Tanpa disadari, seorang pria yang duduk di kusri dekat jendela itu mengepalkan tangannya melihat Edmund dan Sophia tertawa bersama, hatinya membara ingin menghancurkan kebahagiaan itu.

Dia menelpon seseorang dengan pandangan tidak beralih dari sepasang insan yang saling menatap penuh kasih saying. "Lepaskan rantai rubah betina, saatnya dia berburu."

"Baik, Tuan."

***

Sophia menatap kosong kamar yang menjadi tempat pertamanya bertemu dengan Ednund. Bulu kuduknya terasa meremang mengingat kejadian waktu itu. Padahal dirinya dan Edmund sudah tidur bersama berulang kali, tapi melihat tempat ini mengingatkan Sophia akan kesakitan itu. Dia mengelus perutnya menenangkan diri sendiri.

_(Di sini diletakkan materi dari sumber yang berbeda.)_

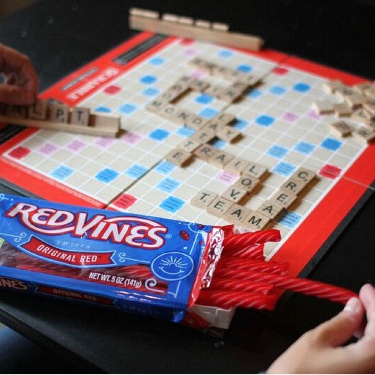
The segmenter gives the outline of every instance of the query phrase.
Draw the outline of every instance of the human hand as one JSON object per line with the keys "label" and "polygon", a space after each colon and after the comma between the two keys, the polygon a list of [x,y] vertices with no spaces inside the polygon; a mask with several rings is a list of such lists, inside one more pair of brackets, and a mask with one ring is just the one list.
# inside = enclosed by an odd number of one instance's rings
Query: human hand
{"label": "human hand", "polygon": [[[301,336],[267,373],[374,374],[375,289],[364,285],[359,297],[351,298],[336,316]],[[354,334],[360,338],[358,341],[340,346]]]}
{"label": "human hand", "polygon": [[5,79],[0,84],[0,103],[28,105],[34,102],[38,93],[38,77],[27,56],[0,44],[1,73]]}

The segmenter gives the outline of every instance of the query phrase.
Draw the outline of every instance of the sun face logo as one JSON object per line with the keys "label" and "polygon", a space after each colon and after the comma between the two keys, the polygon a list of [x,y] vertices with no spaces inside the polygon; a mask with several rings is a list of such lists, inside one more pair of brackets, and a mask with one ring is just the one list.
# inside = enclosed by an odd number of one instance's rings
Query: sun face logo
{"label": "sun face logo", "polygon": [[181,280],[193,271],[194,262],[183,253],[171,252],[157,256],[151,263],[151,270],[156,277],[167,281]]}

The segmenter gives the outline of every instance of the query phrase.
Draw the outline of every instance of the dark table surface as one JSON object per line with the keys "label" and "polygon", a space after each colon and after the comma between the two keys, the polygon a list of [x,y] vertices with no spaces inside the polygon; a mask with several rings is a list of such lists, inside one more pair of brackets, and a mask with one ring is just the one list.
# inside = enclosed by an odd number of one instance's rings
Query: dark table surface
{"label": "dark table surface", "polygon": [[[262,36],[270,48],[375,76],[373,2],[44,1],[0,21],[0,41],[30,56],[43,90],[134,34],[130,6],[228,23]],[[0,192],[22,194],[1,185]],[[357,291],[374,281],[374,212],[373,194],[310,278]],[[221,340],[151,319],[0,292],[0,321],[88,372],[111,373],[264,370],[341,307],[295,295],[272,314],[238,310]]]}

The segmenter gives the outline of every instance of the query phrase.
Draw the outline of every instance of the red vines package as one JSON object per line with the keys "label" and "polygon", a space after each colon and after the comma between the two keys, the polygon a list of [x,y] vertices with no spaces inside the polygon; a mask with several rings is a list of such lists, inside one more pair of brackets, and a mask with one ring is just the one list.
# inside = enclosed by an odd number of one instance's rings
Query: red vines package
{"label": "red vines package", "polygon": [[181,322],[221,228],[0,194],[0,288]]}

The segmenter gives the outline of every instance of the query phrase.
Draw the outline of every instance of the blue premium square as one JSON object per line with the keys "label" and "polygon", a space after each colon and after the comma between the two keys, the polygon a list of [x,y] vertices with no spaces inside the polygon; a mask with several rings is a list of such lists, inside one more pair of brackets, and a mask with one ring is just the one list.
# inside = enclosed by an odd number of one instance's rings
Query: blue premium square
{"label": "blue premium square", "polygon": [[233,56],[233,53],[231,51],[227,50],[222,50],[219,52],[219,57],[223,58],[229,58]]}
{"label": "blue premium square", "polygon": [[176,198],[175,196],[168,196],[160,204],[159,207],[165,211],[174,213],[184,204],[185,202],[179,198]]}
{"label": "blue premium square", "polygon": [[274,95],[281,95],[285,94],[286,90],[281,86],[274,86],[270,89],[270,92]]}
{"label": "blue premium square", "polygon": [[257,99],[260,98],[263,94],[263,92],[259,88],[255,88],[253,90],[251,90],[248,93],[246,94],[246,96],[248,98],[251,98],[252,99]]}
{"label": "blue premium square", "polygon": [[303,155],[309,155],[315,150],[315,146],[307,142],[298,142],[294,147],[294,151]]}
{"label": "blue premium square", "polygon": [[201,94],[195,98],[195,101],[200,104],[208,104],[213,100],[213,96],[207,94]]}
{"label": "blue premium square", "polygon": [[338,150],[342,144],[337,140],[333,138],[326,138],[320,144],[320,146],[326,150],[330,151],[336,151]]}
{"label": "blue premium square", "polygon": [[140,80],[141,83],[145,85],[151,85],[154,83],[158,80],[158,78],[153,75],[144,75]]}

"Kenapa kita harus menginap di sini?"

"Karena aku ingin mengubah kesan pertama kita di kamar ini."

Sophia tertawa geli saat Edmund mencium lehernya. Dia membalikan badannya dan langsung mentap mata biru yang nampak berkabut itu.

"Kau mabuk, Ed?" Sophia bertanya dengan nada khawatir, dia tahu bagaiaman prilaku pria itu ketika mabuk. Sulit dikendalikan hingga memperkosa sembarangan orang.

"Tidak, aku hanya merindukanmu."

Sophia tertawa keras. "Kau seperti maniak," ucapnya tertawa ketika Edmund membuka pakaiannya.

Mereka berdua larut dalam kebahagiaan masing-masing. Ruangan VVIP nomor 1 itu kini menciptakan dua kenangan bagi Sophia, yang buruk dan menyenangkan. Dia membiarkan Edmund menyentuhnya sebagaimana yang biasa mereka lakukan. Sling menyalurkan rindu satu sama lain hingga tertidur karena kelelahan.

Tepat saat jam satu malam, Edmund membuka matanya saat mendengar ponselnya bergetar. Keningnya berkerut melihat nomor baru yang menghubunginya. Tidak ingin membangunkan istrinya, dia mengangkatnya cukup jauh dari tempat tidur.

"Hallo?" Edmund mengerutkan kening tidak mendapatkan jawaban dari penelpon, tapi dia masih bisa mendengar suara desahan napasnya.

"Hallo?" ulang Edmund.

"Edmund."

Tubuh Edmund menegang mendengar suara halus yang selama ini dia rindukan. Tenggorokannya seakan tersangkut oleh sesuatu, Edmund tidak dapat berkata apa apa.

"Ini aku Sara, te echo mucho de menos, Querida.*"

----

*Te echo mucho de menos, Querida : aku sangat merindukanmu, sayang.